A maximum of up to 60 subjects are enrolled into the study in order to ensure 40 completed subjects. Potential subjects are recruited from persons who have tested positively for COVID-19. Only subjects who contact the site to express interest within 36 hours of receiving a positive test result will be considered for the trial. Subjects are randomized to active treatment with thimerosal or placebo at a 1:1 ratio.

The parallel group assignment are be maintained until the completion of a minimum of 48 hours of blinded study drug dosing, at which point all subjects receive the active treatment/drug (thimerosal). Although this will limit the as-randomized analyses to only the first 48-hours of the study, all subjects continue to be followed for 10 days to monitor adverse events as well as laboratory results.

Efficacy is measured by improvements in Quality of Life, as shown primarily through the Physical Component Summary of the SF-36. Differences between the treated and control groups are compared. Measures of Mental Component Summary of the SF-36 are likewise compared between the two groups, along with changes in the severity of symptoms associated with COVID-19.

Numerous modifications and variations in the practice of the invention are expected to occur to those skilled in the art upon consideration of the presently preferred embodiments thereof.

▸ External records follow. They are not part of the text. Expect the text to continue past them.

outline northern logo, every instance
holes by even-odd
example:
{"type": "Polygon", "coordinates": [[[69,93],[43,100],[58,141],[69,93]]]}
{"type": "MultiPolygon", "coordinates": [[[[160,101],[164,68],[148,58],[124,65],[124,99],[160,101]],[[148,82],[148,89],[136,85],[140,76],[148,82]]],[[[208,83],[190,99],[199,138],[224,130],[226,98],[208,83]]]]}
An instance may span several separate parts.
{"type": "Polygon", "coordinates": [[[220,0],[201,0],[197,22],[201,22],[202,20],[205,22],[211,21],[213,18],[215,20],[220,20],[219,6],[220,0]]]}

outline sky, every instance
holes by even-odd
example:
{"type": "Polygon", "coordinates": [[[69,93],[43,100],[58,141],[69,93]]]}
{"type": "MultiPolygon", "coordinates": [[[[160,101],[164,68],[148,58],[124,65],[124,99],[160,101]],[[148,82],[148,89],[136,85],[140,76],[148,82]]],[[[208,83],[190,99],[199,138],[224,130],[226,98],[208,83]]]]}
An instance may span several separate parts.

Consequently, the only limitations which should be placed upon the scope of the invention are those which appear in the appended claims.

Claims

1. A method of treating a coronavirus infection in a subject comprising administering ethyl mercury or thiol derivative thereof to the subject in an amount effective to treat the viral infection.

2. The method of claim 1, wherein the coronavirus infection is caused by a member selected from the group consisting of SARS-CoV-1 and SARS-CoV-2.

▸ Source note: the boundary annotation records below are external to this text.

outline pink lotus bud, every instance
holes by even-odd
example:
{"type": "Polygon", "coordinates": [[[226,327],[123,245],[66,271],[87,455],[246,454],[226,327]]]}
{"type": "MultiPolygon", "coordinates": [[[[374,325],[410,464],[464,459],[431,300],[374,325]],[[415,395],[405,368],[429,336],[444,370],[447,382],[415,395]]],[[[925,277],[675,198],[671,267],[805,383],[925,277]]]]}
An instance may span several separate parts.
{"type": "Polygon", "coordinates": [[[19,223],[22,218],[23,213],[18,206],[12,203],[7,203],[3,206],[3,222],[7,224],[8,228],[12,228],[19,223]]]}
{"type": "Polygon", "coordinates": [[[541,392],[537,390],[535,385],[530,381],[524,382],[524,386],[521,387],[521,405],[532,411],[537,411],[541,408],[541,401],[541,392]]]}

3. The method of claim 2, wherein the coronavirus infection is caused by SARS-CoV-2.

4. The method of claim 1, wherein the thiol derivative of ethyl mercury is thimerosal.

5. The method of claim 1, wherein the subject is human.

6. The method of claim 1, wherein treatment results in improvement in one or more biometric measures selected from the group consisting of oxygen saturation, temperature, level of pain, coughing, pulse, sore throat, “COVID toes” respiratory rate, sense of taste and sense of smell.

7. The method of claim 1, wherein the administering step comprises a route of administration selected from the group consisting of sublingual and subcutaneous administration.

8. The method of claim 1, wherein the ethyl mercury or thiol derivative thereof is administered sublingually.

9. The method of claim 8, wherein the ethyl mercury or thiol derivative is administered at a dosage range of about 0.05 μg to about 500 μg.

10. The method of claim 8, wherein the ethyl mercury or thiol derivative is administered at a dosage range of about 0.2 μg to about 50 μg.

11. The method of claim 8, wherein the ethyl mercury or thiol derivative is administered at a dose of about 0.2 μg.

12. The method of claim 8, wherein the ethyl mercury or thiol derivative is administered in one drop intervals at least three times a day.